De officier van justitie heeft zich op het standpunt gesteld dat de herkenningen van verdachte door de hiervoor genoemde getuigen duidelijk en gedetailleerd zijn onderbouwd. Dit zijn in de ogen van de officier van justitie "harde" herkenningen.
Het oordeel van de rechtbank over de waarde van de herkenningen
Alle drie hiervoor genoemde getuigen die verdachte als een van de overvallers op juwelier [slachtoffer 1] op 16 maart 2012 hebben herkend, hebben aan die herkenning duidelijke en gedetailleerde feiten en omstandigheden ten grondslag gelegd. Alle drie de getuigen kenden verdachte al langere tijd en zijn redelijk intensief met hem omgegaan.
De raadsvrouwe van verdachte heeft aangevoerd dat de getuige [persoon 1] wraakzuchtige gevoelens tegen verdachte koestert en dat dit van invloed is geweest op de verklaring die
[persoon 1] heeft afgelegd. De raadsvrouwe baseert dit op e-mailberichten van 13 februari 2012 van [persoon 1] aan verdachte en op twitterberichten van [persoon 1] over verdachte in augustus 2012. Uit deze berichten leidt de rechtbank af dat de verstandhouding tussen getuige [persoon 1] en verdachte nadat de relatie was beëindigd, weliswaar niet goed is geweest, maar in deze berichten ziet de rechtbank geen grond voor de stelling dat de herkenning van verdachte door [persoon 1] louter op wraakzucht is gebaseerd.

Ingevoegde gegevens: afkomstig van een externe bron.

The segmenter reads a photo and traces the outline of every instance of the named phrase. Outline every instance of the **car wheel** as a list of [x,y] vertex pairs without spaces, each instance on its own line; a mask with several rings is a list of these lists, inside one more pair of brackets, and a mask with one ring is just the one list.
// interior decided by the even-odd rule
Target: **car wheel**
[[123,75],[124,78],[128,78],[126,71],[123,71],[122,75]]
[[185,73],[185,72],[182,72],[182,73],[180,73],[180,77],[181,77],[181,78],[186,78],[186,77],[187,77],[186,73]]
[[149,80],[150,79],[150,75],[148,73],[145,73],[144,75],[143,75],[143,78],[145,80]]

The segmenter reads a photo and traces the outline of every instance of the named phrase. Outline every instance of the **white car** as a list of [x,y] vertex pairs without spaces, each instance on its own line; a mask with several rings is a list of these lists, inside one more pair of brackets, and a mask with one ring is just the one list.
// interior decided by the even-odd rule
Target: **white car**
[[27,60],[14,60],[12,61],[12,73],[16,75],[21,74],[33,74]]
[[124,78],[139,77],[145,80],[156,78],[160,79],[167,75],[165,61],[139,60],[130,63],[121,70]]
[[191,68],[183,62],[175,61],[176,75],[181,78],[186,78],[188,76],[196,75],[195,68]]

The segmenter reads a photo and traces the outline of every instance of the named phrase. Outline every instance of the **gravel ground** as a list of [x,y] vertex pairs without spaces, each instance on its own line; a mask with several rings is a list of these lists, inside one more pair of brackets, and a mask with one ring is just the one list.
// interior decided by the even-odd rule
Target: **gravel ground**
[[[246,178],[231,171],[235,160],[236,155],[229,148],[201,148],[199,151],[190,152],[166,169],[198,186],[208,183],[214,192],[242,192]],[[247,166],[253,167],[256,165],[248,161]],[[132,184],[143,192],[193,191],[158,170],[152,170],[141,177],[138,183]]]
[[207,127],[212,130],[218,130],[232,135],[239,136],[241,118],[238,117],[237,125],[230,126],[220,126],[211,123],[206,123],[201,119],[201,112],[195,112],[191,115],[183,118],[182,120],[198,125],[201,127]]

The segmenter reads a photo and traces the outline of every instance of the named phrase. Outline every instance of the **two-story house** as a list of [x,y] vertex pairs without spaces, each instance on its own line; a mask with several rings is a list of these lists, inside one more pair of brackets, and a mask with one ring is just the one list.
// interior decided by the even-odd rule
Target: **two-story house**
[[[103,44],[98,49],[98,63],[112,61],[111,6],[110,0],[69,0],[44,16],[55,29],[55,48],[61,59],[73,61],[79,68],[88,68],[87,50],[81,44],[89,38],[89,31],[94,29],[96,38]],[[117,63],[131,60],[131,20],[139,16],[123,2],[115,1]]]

Uit de verklaringen van de getuigen [persoon 1] en [persoon 2] blijkt dat zij geen goede verstandhouding met verdachte hebben, maar niet is gebleken van feiten of omstandigheden waaruit aannemelijk zou kunnen worden dat deze getuigen verdachte ten onrechte als dader van de overval op juwelier [slachtoffer 1] op 16 maart 2012 hebben willen aanwijzen.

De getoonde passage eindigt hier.